A sprinkler system at the glass-fronted overseas passenger terminal at Circular Quay sprang to life unexpectedly, drenching the stage and the first few rows of attendees.

Some journalists at the briefing claim that the pugnacious Telstra CEO was drenched. Others say their colleagues are guilty of wishful thinking and he was actually spared the worst of it. Either way the room ended up stinking from the sprinkler bore water, the audience got a bucketing, and the discussion came to a damp end.

According to the ABC Trujllo had earlier been warming to a discussion of the virtues of a $1 billion Next-G wireless broadband network that he said would make the company a world leader and would reach 98% of all Australians.

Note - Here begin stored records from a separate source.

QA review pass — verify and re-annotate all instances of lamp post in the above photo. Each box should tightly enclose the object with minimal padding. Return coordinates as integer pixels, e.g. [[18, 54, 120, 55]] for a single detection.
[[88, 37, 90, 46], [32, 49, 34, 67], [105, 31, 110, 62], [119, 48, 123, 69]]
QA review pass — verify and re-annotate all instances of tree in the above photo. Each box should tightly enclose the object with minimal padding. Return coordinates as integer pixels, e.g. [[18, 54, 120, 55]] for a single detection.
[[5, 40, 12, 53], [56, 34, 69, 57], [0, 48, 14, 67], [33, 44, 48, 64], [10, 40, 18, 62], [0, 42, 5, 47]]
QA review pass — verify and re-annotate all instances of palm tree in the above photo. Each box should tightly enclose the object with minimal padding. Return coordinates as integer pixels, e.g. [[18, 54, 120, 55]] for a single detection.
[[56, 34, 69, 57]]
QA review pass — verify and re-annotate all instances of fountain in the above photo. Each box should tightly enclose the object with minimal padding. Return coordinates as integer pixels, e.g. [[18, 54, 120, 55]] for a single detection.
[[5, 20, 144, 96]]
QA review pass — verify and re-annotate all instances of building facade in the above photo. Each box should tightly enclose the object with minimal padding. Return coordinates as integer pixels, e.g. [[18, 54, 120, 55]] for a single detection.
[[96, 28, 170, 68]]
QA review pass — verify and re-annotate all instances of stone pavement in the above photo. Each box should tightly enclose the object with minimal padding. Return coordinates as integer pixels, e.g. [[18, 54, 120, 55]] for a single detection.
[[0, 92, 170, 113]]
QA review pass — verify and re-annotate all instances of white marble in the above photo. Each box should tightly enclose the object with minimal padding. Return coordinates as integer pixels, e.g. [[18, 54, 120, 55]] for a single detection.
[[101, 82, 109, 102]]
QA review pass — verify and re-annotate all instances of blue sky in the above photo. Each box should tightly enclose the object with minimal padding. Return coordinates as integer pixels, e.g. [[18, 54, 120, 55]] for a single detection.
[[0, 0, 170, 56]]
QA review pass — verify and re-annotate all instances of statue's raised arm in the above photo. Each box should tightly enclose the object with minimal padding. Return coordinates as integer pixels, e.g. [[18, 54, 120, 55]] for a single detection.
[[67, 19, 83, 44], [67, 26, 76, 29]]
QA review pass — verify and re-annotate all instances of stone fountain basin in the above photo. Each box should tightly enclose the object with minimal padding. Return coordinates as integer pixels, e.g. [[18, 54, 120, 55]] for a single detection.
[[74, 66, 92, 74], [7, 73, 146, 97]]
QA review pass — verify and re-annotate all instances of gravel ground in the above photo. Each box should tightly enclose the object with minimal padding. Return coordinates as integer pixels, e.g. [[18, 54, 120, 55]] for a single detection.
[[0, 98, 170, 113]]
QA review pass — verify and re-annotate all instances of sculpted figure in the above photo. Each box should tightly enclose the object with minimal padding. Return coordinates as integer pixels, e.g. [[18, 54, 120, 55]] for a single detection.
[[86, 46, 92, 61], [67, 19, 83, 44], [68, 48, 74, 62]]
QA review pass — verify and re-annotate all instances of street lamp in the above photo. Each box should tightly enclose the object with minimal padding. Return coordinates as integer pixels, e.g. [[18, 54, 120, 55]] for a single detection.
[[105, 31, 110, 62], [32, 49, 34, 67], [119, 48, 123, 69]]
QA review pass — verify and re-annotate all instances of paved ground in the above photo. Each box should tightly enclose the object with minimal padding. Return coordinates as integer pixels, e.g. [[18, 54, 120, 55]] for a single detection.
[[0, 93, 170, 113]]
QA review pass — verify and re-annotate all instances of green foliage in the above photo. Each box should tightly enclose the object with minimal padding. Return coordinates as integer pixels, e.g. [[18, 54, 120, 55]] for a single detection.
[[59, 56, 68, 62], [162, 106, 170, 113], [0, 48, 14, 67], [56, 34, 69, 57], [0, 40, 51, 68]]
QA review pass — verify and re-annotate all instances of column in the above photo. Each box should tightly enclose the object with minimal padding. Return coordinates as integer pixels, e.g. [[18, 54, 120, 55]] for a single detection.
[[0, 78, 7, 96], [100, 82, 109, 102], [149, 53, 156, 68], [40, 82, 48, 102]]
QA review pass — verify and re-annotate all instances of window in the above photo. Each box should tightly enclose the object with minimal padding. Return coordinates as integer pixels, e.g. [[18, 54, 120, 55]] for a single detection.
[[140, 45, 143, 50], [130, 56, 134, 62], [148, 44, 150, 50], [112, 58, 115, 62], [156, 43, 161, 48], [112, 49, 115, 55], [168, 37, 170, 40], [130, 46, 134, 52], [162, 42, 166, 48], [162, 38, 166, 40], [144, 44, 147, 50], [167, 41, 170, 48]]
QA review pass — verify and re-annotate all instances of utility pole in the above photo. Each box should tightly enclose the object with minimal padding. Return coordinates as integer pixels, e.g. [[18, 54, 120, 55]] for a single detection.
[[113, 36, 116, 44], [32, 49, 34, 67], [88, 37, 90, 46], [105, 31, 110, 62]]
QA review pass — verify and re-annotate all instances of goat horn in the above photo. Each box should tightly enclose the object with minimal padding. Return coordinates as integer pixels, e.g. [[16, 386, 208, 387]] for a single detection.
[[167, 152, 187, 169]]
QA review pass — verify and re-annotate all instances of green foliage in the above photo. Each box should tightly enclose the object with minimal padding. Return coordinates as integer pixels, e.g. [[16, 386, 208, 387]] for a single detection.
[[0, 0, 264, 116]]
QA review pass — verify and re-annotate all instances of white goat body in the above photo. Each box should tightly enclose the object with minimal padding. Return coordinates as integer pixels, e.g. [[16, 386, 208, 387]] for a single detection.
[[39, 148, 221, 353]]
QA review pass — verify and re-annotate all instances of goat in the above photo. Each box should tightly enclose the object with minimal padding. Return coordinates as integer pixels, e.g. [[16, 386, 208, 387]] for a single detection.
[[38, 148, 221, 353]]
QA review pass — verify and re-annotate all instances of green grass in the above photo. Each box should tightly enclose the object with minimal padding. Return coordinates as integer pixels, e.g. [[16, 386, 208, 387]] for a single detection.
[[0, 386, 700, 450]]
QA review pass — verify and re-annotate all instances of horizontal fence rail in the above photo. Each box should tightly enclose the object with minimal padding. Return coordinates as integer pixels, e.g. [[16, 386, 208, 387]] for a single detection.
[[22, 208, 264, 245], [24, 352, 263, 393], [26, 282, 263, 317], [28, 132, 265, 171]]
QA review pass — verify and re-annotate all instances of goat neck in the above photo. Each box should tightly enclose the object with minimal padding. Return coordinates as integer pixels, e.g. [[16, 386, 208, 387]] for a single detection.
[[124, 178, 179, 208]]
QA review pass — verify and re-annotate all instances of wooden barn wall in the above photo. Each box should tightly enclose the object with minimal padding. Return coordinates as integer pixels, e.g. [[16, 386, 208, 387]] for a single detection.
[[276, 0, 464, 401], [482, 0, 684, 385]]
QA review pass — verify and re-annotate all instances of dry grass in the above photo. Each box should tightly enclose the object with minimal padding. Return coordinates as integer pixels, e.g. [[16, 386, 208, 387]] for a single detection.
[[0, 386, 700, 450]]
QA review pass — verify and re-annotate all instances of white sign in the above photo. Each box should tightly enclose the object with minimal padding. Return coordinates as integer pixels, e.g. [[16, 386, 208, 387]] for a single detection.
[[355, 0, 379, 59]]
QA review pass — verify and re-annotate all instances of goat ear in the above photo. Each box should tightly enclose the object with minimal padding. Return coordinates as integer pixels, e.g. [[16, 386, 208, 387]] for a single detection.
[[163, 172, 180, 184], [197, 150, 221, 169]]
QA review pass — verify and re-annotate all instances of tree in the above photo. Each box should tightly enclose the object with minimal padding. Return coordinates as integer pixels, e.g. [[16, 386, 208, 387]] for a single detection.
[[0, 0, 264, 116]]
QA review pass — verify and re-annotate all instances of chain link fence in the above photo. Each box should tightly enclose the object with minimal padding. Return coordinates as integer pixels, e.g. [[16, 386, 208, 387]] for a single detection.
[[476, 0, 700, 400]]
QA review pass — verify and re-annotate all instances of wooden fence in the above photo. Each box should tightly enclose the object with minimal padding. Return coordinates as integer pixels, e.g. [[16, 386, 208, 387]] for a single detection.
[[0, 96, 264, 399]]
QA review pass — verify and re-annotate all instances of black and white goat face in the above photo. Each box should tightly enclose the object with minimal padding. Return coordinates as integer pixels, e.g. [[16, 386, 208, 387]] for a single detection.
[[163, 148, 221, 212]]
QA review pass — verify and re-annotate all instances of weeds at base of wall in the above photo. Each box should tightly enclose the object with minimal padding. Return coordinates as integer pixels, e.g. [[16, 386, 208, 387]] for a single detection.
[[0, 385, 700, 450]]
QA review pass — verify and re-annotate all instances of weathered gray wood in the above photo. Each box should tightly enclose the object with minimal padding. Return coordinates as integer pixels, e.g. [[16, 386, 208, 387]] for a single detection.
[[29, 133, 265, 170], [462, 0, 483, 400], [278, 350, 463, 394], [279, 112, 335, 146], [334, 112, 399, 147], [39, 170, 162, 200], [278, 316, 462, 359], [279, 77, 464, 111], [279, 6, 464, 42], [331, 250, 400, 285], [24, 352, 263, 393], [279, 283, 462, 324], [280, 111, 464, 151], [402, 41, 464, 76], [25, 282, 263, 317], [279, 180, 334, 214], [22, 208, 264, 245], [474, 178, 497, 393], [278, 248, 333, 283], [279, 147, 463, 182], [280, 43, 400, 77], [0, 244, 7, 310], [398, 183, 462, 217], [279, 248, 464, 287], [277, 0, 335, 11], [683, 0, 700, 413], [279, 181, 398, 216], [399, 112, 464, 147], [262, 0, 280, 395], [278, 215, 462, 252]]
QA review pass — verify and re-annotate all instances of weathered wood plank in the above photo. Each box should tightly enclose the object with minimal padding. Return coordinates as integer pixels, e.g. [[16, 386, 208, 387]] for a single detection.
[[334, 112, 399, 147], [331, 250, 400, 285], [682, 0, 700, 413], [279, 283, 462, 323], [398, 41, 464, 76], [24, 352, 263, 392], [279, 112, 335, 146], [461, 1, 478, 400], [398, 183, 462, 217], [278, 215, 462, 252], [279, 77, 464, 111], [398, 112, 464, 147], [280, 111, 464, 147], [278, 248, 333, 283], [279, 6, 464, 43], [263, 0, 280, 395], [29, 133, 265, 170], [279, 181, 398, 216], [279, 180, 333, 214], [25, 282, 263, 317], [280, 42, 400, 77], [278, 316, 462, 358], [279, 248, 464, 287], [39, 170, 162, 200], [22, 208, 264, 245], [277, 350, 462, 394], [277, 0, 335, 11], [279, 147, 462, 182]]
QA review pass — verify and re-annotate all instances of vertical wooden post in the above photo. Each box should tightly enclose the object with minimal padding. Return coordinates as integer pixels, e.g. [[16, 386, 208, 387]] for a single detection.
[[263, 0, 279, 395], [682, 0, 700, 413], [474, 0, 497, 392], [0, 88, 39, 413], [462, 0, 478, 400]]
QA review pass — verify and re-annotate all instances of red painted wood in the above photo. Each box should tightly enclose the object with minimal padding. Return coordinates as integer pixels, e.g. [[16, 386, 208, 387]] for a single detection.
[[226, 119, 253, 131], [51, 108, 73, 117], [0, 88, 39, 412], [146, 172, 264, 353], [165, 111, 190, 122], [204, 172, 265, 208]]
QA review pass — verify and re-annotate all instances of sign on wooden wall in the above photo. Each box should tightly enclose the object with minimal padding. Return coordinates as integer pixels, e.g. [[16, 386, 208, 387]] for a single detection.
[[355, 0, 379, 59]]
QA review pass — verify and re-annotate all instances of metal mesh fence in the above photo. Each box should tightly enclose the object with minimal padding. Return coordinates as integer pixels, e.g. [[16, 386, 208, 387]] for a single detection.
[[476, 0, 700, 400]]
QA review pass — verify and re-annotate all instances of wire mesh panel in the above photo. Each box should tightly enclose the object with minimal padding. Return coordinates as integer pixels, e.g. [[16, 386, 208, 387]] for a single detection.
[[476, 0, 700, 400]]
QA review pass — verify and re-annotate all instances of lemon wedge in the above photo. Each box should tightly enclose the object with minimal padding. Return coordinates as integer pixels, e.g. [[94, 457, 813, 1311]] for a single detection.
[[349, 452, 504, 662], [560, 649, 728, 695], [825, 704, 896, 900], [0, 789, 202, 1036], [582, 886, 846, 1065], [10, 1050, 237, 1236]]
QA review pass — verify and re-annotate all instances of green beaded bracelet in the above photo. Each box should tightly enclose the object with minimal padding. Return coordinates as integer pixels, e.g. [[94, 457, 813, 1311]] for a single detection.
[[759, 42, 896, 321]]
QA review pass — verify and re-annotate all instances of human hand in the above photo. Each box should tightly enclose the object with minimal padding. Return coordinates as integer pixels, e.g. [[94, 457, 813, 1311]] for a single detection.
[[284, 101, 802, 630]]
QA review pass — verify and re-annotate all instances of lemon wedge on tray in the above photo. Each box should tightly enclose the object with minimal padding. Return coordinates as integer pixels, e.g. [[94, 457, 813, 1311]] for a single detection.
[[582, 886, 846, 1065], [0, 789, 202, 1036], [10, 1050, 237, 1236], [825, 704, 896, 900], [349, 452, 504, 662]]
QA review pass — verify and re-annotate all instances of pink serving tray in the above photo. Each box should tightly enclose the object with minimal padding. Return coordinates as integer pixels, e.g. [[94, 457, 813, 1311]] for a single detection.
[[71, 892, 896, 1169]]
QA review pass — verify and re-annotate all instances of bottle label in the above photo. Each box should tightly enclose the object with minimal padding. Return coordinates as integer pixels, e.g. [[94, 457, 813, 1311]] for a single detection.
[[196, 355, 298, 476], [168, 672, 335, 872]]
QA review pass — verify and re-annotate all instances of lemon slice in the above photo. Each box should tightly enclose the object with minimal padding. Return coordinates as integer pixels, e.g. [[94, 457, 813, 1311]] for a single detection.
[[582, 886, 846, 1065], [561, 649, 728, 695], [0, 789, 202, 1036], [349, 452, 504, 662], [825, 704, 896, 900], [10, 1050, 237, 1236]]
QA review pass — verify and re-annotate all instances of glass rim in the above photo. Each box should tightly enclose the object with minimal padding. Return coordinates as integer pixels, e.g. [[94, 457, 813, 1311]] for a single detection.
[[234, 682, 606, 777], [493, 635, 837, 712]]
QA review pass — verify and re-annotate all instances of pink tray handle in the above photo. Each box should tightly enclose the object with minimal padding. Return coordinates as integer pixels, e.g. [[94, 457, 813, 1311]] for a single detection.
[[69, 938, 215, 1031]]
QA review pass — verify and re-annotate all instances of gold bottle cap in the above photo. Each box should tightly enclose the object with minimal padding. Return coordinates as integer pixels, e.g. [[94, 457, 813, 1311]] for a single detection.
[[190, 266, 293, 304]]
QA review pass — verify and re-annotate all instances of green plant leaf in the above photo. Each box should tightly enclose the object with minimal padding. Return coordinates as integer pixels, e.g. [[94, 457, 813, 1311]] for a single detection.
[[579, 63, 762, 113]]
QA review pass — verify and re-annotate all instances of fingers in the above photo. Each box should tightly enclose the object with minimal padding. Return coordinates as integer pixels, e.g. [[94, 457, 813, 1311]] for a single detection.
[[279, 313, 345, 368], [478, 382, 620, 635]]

“This is the day, the sixth of October, 2006, that life in Australia will be changed forever,” he said. “It’s going to be changed by a new nation-wide, high-speed, broadband, wireless network.”

Mr Trujillo says the Next G network has a geographical reach that is 100 times greater than any other competitors. “Telstra’s new Next G network will reach around 98% of all Australians,” he said. “It’s going to create new experiences for just about everything that we think about doing in our everyday lives.”

The briefing about the technology that will change Australian life forever has been moved the Hilton and will continue this afternoon.

As for the technology that stopped Trujillo in his tracks, the suspected culprit is a light that was set up too close to a heat sensor.